Is this a known bug on `term_factorized/3`?

EDIT
I can’t reproduce what I reported below. Rather I have found the term_factorized/3 is robust for the stress test. I changed the number of hydra heads to is 2^10000 !!, and saw that it terminates without freezing, which is amazing.

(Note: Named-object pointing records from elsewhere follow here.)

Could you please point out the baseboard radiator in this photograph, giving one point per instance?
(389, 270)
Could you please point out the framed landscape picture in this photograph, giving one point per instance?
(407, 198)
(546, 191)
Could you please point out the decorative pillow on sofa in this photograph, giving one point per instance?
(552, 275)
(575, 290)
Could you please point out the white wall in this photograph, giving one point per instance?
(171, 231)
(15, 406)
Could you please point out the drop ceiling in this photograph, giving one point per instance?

% ?- time((hydra(10000, _X), hydra(10000, _Y, _Y),
%	term_factorized(g(_X, _Y), _Skel, _Coa), length(_Coa, Len))),
%	writeln(unifying),
%	maplist(unify_pair, _Coa), writeln(unified), _Skel == g(_X, _Y),
%	writeln(verified).
%@ % 2,680,468 inferences, 41.321 CPU in 55.699 seconds (74% CPU, 64869 Lips)
%@ unifying
%@ unified
%@ verified
%@ Len = 10000 .

END of edit

Is this a known bug on term_factorized/3, which freezes at the very exit of a stress test query ? If this is really a bug, it would be a great pity. It’s fifty times faster than the naïve code I came up with, though mine does not freeze, at least.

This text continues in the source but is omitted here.